Data Initialization
library(corrplot)
library(factoextra)
## Loading required package: ggplot2
library(ggvis)
##
## Attaching package: 'ggvis'
## The following object is masked from 'package:ggplot2':
##
## resolution
library(dummies)
## dummies-1.5.6 provided by Decision Patterns
library(ggplot2)
library(cluster)
col1 <- colorRampPalette(c("#7F0000","red","#FF7F00","yellow","white",
"cyan", "#007FFF", "blue","#00007F"))
col2 <- colorRampPalette(c("#67001F", "#B2182B", "#D6604D", "#F4A582", "#FDDBC7",
"#FFFFFF", "#D1E5F0", "#92C5DE", "#4393C3", "#2166AC", "#053061"))
col3 <- colorRampPalette(c("red", "white", "blue"))
col4 <- colorRampPalette(c("#7F0000","red","#FF7F00","yellow","#7FFF7F",
"cyan", "#007FFF", "blue","#00007F"))
###############
HR=read.csv("HR_comma_sep.csv",header=TRUE)
##############
For the purpose of analysis in later step, we will convert all continuous variables into categorical variables: saitsfaction level(5 levels), last evaluation, average monthly hours, and name the new data HR.f
HR.f=data.frame(HR)
HR.f$sales=ifelse(HR$sales=='sales',0,
ifelse(HR$sales=='accounting',1,
(ifelse(HR$sales=='hr',2,
(ifelse(HR$sales=='technical',3,
(ifelse(HR$sales=='support',4,
ifelse(HR$sales=='management',5,
ifelse(HR$sales=='IT',6,
ifelse(HR$sales=='product_mng',7,
ifelse(HR$sales=='marketing',8,9))))))))))))

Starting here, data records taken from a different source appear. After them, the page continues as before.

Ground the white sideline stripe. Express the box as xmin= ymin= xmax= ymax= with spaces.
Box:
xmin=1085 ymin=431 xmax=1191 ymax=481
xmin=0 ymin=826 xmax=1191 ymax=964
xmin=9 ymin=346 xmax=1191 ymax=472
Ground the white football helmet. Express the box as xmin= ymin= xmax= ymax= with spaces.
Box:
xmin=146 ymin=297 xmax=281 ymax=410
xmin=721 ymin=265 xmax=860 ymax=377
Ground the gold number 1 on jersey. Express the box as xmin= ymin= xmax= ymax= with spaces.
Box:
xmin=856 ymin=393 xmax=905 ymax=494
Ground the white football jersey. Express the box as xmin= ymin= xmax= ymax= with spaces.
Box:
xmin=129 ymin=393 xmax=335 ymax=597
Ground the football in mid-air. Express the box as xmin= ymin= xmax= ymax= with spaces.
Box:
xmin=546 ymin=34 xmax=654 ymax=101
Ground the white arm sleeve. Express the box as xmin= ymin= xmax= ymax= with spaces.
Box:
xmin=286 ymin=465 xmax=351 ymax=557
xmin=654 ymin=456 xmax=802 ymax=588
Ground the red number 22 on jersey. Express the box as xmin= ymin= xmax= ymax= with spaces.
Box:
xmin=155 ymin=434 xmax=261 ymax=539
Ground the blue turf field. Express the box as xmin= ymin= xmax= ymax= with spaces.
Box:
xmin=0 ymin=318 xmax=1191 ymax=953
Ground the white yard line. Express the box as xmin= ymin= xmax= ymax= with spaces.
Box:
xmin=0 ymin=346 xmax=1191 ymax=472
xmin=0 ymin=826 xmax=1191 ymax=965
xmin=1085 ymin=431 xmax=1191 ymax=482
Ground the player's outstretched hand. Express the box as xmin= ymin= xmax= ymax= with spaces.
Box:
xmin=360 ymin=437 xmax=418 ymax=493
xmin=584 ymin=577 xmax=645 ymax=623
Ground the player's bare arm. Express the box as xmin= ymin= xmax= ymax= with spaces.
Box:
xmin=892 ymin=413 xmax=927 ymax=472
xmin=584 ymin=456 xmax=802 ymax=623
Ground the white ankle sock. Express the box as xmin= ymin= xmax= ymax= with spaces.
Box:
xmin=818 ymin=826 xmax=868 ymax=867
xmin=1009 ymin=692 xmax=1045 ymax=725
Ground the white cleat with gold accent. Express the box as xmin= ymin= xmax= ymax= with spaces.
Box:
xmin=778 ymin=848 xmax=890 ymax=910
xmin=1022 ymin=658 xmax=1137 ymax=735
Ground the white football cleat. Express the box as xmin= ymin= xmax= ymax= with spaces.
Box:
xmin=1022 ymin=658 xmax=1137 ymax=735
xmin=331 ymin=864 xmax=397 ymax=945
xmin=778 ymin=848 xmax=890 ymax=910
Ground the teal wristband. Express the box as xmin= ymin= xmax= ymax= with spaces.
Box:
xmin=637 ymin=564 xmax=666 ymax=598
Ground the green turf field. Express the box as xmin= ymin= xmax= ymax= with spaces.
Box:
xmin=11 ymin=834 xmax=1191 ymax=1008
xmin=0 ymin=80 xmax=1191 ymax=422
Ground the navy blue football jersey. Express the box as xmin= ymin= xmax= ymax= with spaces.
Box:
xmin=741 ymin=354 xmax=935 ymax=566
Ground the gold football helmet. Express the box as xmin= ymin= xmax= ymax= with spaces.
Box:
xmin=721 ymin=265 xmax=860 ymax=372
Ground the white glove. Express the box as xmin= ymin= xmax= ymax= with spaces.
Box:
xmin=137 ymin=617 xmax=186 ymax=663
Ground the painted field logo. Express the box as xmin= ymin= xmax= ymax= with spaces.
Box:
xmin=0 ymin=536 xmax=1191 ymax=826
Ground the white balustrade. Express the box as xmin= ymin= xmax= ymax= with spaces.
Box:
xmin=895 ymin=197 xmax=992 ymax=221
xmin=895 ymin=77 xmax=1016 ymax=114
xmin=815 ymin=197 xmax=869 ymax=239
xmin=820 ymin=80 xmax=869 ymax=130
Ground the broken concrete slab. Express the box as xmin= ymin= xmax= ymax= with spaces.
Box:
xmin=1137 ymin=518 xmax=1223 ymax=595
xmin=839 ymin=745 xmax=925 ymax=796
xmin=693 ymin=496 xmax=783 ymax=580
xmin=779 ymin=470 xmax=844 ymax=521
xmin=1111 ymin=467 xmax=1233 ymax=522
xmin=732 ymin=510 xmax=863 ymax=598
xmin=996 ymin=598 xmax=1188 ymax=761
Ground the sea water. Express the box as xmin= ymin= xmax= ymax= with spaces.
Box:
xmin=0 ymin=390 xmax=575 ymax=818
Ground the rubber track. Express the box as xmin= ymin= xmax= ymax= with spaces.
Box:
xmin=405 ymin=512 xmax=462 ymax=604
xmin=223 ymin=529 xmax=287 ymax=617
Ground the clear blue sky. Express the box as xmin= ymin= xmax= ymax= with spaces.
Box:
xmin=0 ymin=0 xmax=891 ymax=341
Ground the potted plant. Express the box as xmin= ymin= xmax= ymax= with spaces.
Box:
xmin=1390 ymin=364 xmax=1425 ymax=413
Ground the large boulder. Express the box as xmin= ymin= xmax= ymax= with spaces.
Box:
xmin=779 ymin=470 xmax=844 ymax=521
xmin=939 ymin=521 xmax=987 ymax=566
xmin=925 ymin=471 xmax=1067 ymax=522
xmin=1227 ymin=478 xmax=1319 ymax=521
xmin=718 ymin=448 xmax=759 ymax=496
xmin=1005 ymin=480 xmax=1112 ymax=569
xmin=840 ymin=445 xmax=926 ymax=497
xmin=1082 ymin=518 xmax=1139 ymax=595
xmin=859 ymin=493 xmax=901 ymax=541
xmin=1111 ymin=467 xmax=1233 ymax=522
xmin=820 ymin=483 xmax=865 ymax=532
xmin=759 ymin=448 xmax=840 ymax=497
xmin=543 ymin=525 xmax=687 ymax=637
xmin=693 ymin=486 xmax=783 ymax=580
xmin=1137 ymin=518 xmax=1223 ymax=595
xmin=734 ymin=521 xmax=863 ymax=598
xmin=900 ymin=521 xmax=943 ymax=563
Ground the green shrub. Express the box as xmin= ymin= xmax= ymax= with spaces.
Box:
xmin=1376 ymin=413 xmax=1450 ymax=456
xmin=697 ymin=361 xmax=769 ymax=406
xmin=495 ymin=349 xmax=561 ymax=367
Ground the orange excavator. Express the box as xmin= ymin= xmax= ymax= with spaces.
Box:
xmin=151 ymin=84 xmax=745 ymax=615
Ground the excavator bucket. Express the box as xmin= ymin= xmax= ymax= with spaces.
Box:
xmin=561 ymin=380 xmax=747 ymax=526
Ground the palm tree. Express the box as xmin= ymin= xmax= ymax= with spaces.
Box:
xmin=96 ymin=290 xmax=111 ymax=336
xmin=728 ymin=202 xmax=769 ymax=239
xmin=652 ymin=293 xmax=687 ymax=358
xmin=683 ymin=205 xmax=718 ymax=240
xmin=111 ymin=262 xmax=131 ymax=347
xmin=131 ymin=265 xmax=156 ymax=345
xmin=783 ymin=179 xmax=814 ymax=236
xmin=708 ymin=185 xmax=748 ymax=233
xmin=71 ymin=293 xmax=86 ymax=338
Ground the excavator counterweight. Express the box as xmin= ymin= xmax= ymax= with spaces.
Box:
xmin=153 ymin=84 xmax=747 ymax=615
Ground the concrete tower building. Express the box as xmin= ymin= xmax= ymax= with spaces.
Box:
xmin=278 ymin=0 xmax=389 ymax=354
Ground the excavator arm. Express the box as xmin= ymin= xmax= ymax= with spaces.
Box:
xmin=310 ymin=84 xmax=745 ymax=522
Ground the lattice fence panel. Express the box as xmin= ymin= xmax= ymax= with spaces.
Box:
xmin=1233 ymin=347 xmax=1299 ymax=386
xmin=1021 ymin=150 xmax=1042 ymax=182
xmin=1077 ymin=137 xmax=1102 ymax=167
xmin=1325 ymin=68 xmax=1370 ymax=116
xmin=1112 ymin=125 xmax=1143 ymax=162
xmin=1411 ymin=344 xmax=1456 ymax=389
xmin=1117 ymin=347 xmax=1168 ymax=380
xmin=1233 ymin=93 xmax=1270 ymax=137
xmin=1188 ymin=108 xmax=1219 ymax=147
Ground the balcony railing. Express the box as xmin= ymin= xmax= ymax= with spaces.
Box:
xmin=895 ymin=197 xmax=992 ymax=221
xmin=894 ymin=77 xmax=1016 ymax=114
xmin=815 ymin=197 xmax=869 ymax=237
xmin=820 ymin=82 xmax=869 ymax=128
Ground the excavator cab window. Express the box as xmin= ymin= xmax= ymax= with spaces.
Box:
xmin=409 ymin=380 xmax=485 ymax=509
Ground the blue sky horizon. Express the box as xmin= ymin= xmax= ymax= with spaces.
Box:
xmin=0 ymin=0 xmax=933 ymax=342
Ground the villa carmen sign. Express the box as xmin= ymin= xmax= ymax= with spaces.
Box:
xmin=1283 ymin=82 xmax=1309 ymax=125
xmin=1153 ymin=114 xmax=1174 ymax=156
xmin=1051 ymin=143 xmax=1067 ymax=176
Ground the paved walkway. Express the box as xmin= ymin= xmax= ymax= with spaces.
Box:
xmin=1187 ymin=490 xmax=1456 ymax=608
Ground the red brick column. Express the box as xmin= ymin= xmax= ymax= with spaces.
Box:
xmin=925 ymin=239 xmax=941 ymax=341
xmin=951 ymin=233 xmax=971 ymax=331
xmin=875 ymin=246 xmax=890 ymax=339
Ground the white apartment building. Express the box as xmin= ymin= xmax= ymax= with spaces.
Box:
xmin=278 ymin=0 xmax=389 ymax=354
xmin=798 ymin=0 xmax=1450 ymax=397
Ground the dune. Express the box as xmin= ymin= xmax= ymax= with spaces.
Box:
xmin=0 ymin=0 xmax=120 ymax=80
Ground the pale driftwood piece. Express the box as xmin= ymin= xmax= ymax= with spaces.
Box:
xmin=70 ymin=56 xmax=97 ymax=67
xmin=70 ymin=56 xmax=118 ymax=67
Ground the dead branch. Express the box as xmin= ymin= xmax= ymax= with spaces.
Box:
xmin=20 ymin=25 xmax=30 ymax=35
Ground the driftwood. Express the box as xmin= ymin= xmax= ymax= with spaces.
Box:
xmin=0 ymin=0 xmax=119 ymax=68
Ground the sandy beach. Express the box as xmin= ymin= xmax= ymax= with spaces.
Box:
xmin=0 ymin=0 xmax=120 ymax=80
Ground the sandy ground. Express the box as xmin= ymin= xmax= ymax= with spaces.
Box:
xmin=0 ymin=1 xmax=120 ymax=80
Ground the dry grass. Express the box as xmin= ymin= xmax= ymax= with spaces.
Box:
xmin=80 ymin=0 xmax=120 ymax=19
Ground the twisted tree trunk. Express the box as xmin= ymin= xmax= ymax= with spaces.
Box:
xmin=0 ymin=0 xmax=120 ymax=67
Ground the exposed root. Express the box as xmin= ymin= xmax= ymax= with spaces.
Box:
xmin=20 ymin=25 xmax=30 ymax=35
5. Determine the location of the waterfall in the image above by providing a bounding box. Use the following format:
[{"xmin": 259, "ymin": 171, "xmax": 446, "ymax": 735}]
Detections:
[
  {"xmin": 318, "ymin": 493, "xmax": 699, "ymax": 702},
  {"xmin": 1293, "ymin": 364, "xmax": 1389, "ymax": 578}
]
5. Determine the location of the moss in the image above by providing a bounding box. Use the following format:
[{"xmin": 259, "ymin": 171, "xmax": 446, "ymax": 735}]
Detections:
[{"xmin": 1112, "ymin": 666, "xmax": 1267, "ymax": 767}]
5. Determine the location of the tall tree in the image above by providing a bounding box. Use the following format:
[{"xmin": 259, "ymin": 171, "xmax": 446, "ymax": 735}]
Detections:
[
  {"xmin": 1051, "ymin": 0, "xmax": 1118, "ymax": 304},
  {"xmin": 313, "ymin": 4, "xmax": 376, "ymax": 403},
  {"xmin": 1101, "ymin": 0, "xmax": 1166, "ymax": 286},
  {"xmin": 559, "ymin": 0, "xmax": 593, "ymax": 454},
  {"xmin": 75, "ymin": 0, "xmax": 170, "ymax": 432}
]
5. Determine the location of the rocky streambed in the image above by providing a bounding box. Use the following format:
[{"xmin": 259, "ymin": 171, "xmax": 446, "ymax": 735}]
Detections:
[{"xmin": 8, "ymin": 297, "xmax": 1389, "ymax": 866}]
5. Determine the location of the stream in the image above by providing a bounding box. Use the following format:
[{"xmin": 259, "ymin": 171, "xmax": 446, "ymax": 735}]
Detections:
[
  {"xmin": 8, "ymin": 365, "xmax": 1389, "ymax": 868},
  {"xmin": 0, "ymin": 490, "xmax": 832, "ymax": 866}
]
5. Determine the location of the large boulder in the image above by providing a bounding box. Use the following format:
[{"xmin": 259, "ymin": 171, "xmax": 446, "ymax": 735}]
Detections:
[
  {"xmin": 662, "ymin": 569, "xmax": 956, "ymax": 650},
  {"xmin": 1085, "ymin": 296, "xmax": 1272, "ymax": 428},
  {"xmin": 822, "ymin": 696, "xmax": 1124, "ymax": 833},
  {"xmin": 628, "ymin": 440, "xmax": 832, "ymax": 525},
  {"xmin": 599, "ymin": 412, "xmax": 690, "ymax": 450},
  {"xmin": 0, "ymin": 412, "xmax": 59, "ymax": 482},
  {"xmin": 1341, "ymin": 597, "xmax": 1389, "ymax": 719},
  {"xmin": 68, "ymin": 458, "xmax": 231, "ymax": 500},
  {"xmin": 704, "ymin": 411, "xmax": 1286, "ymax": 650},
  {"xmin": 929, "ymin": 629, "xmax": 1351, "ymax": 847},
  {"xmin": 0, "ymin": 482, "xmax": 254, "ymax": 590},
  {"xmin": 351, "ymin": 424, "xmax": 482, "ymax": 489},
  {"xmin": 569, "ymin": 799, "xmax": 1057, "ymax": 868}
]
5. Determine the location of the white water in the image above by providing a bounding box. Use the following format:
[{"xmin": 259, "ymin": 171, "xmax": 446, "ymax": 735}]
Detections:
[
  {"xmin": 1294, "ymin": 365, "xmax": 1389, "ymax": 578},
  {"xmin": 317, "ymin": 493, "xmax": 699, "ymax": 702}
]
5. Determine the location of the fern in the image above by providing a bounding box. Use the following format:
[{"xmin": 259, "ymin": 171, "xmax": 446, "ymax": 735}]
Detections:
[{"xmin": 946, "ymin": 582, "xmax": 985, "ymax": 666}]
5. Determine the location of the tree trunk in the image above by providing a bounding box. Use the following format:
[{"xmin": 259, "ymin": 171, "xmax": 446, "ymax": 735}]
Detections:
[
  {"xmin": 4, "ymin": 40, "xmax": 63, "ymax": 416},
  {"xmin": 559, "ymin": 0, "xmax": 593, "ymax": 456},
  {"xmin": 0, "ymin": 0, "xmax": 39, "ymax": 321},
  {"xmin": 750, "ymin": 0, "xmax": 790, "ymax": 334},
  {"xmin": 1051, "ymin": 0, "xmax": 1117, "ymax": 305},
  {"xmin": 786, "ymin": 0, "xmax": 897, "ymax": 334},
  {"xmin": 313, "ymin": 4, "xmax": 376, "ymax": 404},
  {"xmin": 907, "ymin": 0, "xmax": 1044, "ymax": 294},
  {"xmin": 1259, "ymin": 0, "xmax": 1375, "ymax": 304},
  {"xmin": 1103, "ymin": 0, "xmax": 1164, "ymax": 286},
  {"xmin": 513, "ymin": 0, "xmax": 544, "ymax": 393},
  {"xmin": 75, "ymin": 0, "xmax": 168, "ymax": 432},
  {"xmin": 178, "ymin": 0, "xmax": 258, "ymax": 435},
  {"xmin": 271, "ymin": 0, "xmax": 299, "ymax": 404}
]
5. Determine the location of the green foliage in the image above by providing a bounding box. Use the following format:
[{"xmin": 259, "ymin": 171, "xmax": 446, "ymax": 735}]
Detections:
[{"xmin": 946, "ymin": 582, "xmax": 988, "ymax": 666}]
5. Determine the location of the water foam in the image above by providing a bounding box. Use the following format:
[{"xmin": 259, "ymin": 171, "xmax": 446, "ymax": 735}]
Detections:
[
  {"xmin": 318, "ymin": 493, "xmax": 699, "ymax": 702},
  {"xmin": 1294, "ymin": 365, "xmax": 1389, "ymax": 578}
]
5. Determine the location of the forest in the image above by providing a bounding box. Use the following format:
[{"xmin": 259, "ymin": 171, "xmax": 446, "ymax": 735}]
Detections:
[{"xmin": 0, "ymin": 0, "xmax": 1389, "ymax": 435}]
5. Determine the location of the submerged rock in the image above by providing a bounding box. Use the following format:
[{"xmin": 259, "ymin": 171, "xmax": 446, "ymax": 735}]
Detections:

#replace(HR$sales,c('sales', 'accounting', 'hr', 'technical', 'support', 'management','IT', 'product_mng', 'marketing', 'RandD'),c(0,1,2,3,4,5,6,7,8,9))
HR.f$salary=ifelse(HR$salary=='low',0,ifelse(HR$salary=='medium',1,2))
#HR.f$satisfaction_level=cut(HR$satisfaction_level, seq(0,5,1)/5)
#HR.f$last_evaluation=as.factor(cut(HR$last_evaluation, seq(0,5,1)/5,labels=c(1:5)))
#HR.f$average_montly_hours=as.factor(cut(HR$average_montly_hours, seq(96,330,54),labels=c(1:4)))
HR.f$salary=as.numeric(HR.f$salary)
str(HR.f)
## 'data.frame': 14999 obs. of 10 variables:
## $ satisfaction_level : num 0.38 0.8 0.11 0.72 0.37 0.41 0.1 0.92 0.89 0.42 ...
## $ last_evaluation : num 0.53 0.86 0.88 0.87 0.52 0.5 0.77 0.85 1 0.53 ...
## $ number_project : int 2 5 7 5 2 2 6 5 5 2 ...
## $ average_montly_hours : int 157 262 272 223 159 153 247 259 224 142 ...
## $ time_spend_company : int 3 6 4 5 3 3 4 5 5 3 ...
## $ Work_accident : int 0 0 0 0 0 0 0 0 0 0 ...
## $ left : int 1 1 1 1 1 1 1 1 1 1 ...
## $ promotion_last_5years: int 0 0 0 0 0 0 0 0 0 0 ...
## $ sales : num 0 0 0 0 0 0 0 0 0 0 ...
## $ salary : num 0 1 1 0 0 0 0 0 0 0 ...
Exploratory Data Analysis (EDA) is an approach/philosophy for data analysis that employs a variety of techniques (mostly graphical) to 1.maximize insight into a data set; 2.uncover underlying structure; 3.extract important variables; 4.detect outliers and anomalies; 5.test underlying assumptions; 6.develop parsimonious models; and 7.determine optimal factor settings.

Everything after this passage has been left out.